Deep Learning

Prasanna Natarajan

May 13, 2019 3 min read

Notes: Introduction to Deep Learning

Basics - Some math before getting started
Supervised learning
Unsupervised learning

Pre-Deep Learning (Basics)

Linear Models as the simplest Neural Networks

They are the building block for Neural Networks.

What’s the difference between non machine learning programming and machine learning?

According to Lawrence Morley (Google AI),

Non Machine Learning programming (traditional programming):

input: Rules and Data

output: Answers

Machine learning (at least supervised learning):

input: Answers and Data

output: Rules

Supervised Learning:

Terminologies (Notations from Introduction to Deep Learning) $ x_i - example \\\ y_i - target\ value\ (label) \\\ x_i = (x_{i1},..,x_{id}) - features\ (d\ of\ them)\ per\ example \\\ X = ((x_1,y_1),(x_2,y_2),…,(x_l,y_l)) - training\ set \\\ a(x) - model,\ hypothesis,\ function \\\ x->a(x)->y^{pred} \\\ $

Types

Regression: Predict Continuous real valued output.
Classification: The number of target value is finite. Divide the point into a class (from a given set of classes)

Linear Regression

Try and fit a line (in d-dimensional space) through the data. $$ a(x) = b+w_1x_1 + w_2x_2 + … + w_dx_d = b+ \sum_{i=1}^{i=d}w_ix_i \\\ w_1,…,w_d - Coefficients\ (weights) \\\ b - bias\ (can\ also\ be\ interpreted\ as\ w_0) \\\ d+1\ parameters \\
$$

We can also think of the same thing in terms of matrices and vector forms

$$ a(x) = w^Tx \\\ where: w = \begin{bmatrix} w_0\\\ w_1\\.\\.\\.\\\ w_d \\\ \end{bmatrix}\ x = \begin{bmatrix} x_0\\\ x_1\\.\\.\\.\\x_l \\\ \end{bmatrix} \\\ To\ apply\ the\ above\ to\ a\ new\ sample\ X \\\ a(X) = Xw \\\ where: X = \begin{bmatrix} x_{11} & … & x_{1d} \\\ : & : & : \\\ x_{l1}& … & x_{ld}\\\ \end{bmatrix} $$ How to know if the line that we come up with is correct? In other words how wrong is the line? What’s the quality of the model?

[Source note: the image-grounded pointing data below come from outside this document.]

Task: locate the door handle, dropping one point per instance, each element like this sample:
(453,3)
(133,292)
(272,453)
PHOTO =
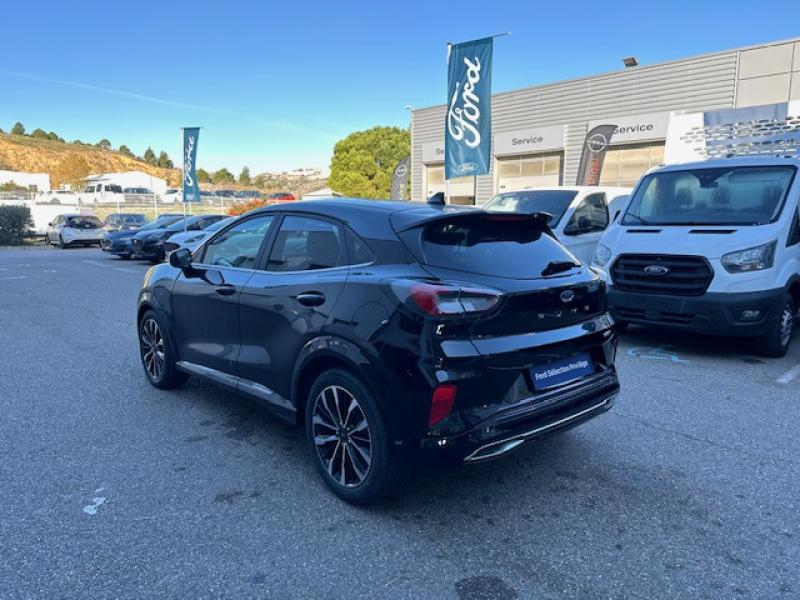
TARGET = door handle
(310,298)
(225,289)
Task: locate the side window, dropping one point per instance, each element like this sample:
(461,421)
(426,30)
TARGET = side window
(590,215)
(357,249)
(239,245)
(306,244)
(794,234)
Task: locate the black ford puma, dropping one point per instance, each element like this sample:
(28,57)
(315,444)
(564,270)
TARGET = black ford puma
(387,329)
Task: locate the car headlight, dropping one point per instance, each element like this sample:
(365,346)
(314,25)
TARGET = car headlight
(757,258)
(602,255)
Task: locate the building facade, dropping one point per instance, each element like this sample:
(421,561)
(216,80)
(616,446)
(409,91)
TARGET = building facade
(538,131)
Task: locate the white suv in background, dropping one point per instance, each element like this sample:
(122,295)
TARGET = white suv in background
(580,214)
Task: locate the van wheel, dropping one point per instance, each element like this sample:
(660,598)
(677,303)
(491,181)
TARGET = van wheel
(348,438)
(776,342)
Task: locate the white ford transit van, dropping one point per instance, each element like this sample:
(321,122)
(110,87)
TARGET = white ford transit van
(710,246)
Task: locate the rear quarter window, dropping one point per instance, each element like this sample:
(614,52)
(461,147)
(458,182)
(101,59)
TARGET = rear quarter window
(488,245)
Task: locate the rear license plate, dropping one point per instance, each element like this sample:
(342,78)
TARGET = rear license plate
(561,371)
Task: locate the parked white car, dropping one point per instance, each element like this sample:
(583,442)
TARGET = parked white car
(63,197)
(171,196)
(74,229)
(102,193)
(193,239)
(711,247)
(580,214)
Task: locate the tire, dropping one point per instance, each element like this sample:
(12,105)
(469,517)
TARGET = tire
(157,354)
(775,343)
(371,464)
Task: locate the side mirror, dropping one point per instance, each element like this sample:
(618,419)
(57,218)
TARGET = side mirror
(181,259)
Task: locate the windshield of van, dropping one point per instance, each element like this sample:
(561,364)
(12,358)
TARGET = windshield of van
(555,202)
(710,196)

How do we measure it?

To measure that we calculate the loss function $$ Mean Squared Error: \\\ L(w) = (1/l) \sum_{i=1}^{l}(w^Tx_i - y_i)^2 \\\ \ \ = (1/l)\ ||Xw - y||^2 \\\ where\ (||\ \ ||)\ is\ called\ the\ Eucledian\ Norm $$ So with the loss function it is easy to train the model to make it better by minimizing the loss function.

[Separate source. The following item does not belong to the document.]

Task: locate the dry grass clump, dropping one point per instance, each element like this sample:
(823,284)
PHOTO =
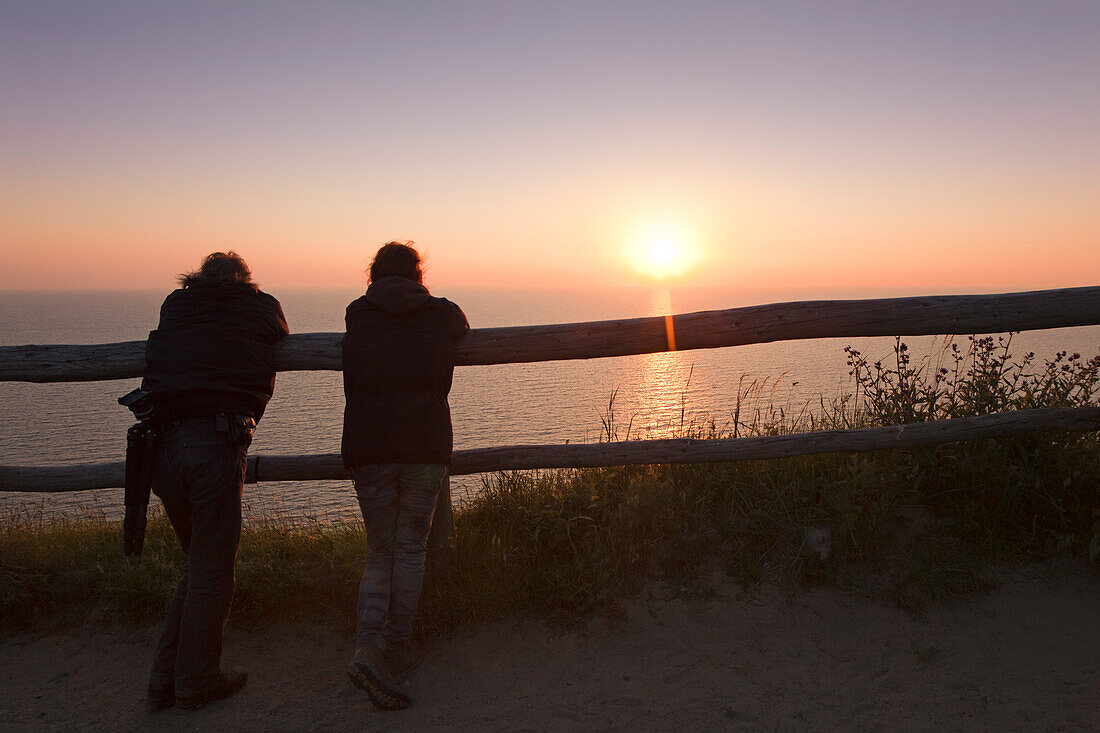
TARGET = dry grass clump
(909,525)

$$ L(w) = (1/l)\ ||Xw - y||^2 -> min_w \ (with\ respect\ to\ w\ ) \\
Exact\ Solution\ (Analytical)\ for\ w: \\
w = (X^TX)^{-1}X^Ty $$

Derivation of the analytical solution

Some basic derivatives of matrices

derivative formulas

source: https://towardsdatascience.com/analytical-solution-of-linear-regression-a0e870b038d5

Dimensions: $X \implies l*d \\\ y \implies l*1 \\\ w \implies d*1 \\\ \\\ $ Derivation: $ L(w) = (1/l) ||Xw-y||^2 \\
= (1/l) (Xw-y)^T(Xw-y) \\
= (1/l) ((Xw)^T-y^T)(Xw-y) \\
= (1/l) ((Xw)^T(Xw) - ((Xw)^Ty) -y^T(Xw) + y^Ty) \\
$

Since the second term is a scalar (from its dimensions), we can take the transpose of the term $ = (1/l) (w^TX^TXw - 2y^TXw+y^Ty) \\
$

Partial differentiation with respect to w, we have: $ \frac{\partial L(w)}{\partial w} = (1/l) (X^TXw+X^TXw-2X^Ty) \\
$ Equating it to zero to minimize it: $ X^TXw = X^Ty \implies w = (X^TX)^{-1} X^Ty $

Taking inverse of a very high dimension matrix is hard!!!

This can also be seen as solving for a system of linear equations, but that is still computationally hard.

Therefore we need a more generic and scalable learning method.

Linear Classification

Binary Classification

Implies there are only two classes (only two target values). We basically try to draw a line (in d-dimensional space) to separate the classes.